Nota de Prensa
Bastaron unas horas desde la muerte del Papa Francisco para que los opinadores habituales, plumillas de oficio y aficionados al cotilleo eclesial, se lanzaran a hablar del cónclave como si esto fuera una partida de ajedrez vaticano.
La muerte del Papa Francisco no es simplemente una noticia de alcance internacional ni un cambio de liderazgo institucional. Para la Iglesia Católica, es un momento sagrado.
Es un tiempo de oración, de agradecimiento y, sobre todo, de fe.
Nos inundan con listas de «papables», con supuestos cotilleos cardenalicios, con análisis que oscilan entre lo políticamente correcto, lo ideológico y lo espiritualmente irrelevante.
Como si la Iglesia tuviera problemas de marketing. Como si todo esto fuera una partida de poder. Como si el Espíritu Santo no pintara nada. Y, sin embargo, pinta y mucho.
La Iglesia —aunque algunos aún no lo entiendan— no es una institución al uso. No se explica con categorías del mundo. Es, sencillamente, el Cuerpo de Cristo.
Una realidad sobrenatural que vive en la historia, sí, pero no depende de ella. Con heridas. Con pecados. Con cicatrices. La Iglesia permanece, como María al pie de la Cruz, fiel y confiada. Porque hay Alguien que la sostiene.
Lo esencial no se explica en tertulias
Basta de ideologías y mapas de poder, «progresistas» o «conservadores», como si estuviéramos en un Parlamento eclesiástico. Y lo peor no es que se equivoquen: lo peor es que distraen. Basta de una triste comedia mediática.
La elección de un Papa no es un juego de estrategia.
Sí, lo eligen hombres. Hombres con su historia, con heridas, con pasiones, con ideas. Pero también hombres que se recogen en oración, que invocan al Espíritu Santo, que saben —o deberían de saber— que lo que van a hacer no es humano.
Es una elección, sí. Pero también es un misterio inspirado por el Espíritu Santo.
Un buen Papa
El nuevo Papa no necesita ser brillante. Ni simpático. Ni mediático. Ni moderno. Ni «del gusto» de tal corriente o de tal medio. Lo que la Iglesia necesita no es un gestor.
Necesita «un pastor que huela a oveja», como decía Francisco, pero también que sepa guiar al rebaño cuando vengan los lobos. Que no huya. Que no pacte con el mundo.

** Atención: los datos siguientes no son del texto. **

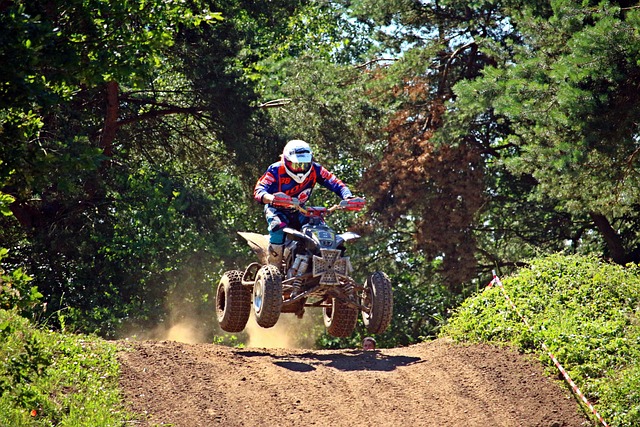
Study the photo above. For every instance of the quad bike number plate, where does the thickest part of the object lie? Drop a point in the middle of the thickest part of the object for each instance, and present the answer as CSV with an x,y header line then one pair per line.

Alguien que crea. Que rece. Que adore. Que sepa que la Iglesia no es suya y no le pertenece. Que la ha recibido, como un tesoro en vasijas de barro, y que su única tarea es custodiarla.
Alguien que ame a Cristo por encima de todo, más que al aplauso, más que a la corrección política.
Quizá no será perfecto. Ninguno lo ha sido. Tampoco Pedro lo fue. Pero si se deja guiar por el Espíritu Santo, si guarda la fe, si no se deja engullir por las exigencias mundanas que no entienden la cruz… será un buen pastor y ojalá sea santo.
El peligro de olvidarnos de Dios
Entre tanto, el verdadero peligro está entre nosotros. En nuestra falta de fe. En la tentación de mirar este momento con ojos puramente humanos. De reducir la Iglesia a un espectáculo. De quedarnos en el chisme y olvidar lo esencial: rezar.
Hay un modo cristiano —es decir, verdadero— de vivir estos días. Ir a misa, rezar un rosario, adorar al Santísimo, ofrecer un ayuno…. Y pedir con humildad, como hijos: «Señor, danos un Papa según tu corazón».
No sabemos quién será. Ni falta que hace. Es la Iglesia de Cristo. Y si algo nos enseña su historia, es que —a pesar de nosotros, no gracias a nosotros— Él no deja de sostenerla.
Un consejo
Y, cuando llegue el momento y salga el humo blanco, no corras a hacer comentarios. Ponte de rodillas. Da gracias. Y sigue rezando.
Porque el Papa que venga, sea quien sea, tendrá una cruz sobre sus hombros. Necesitará la gracia. Y necesitará también, más de lo que imagina, nuestra fidelidad silenciosa.
Que el Espíritu Santo se encargue del resto. Él no falla. Nosotros sí.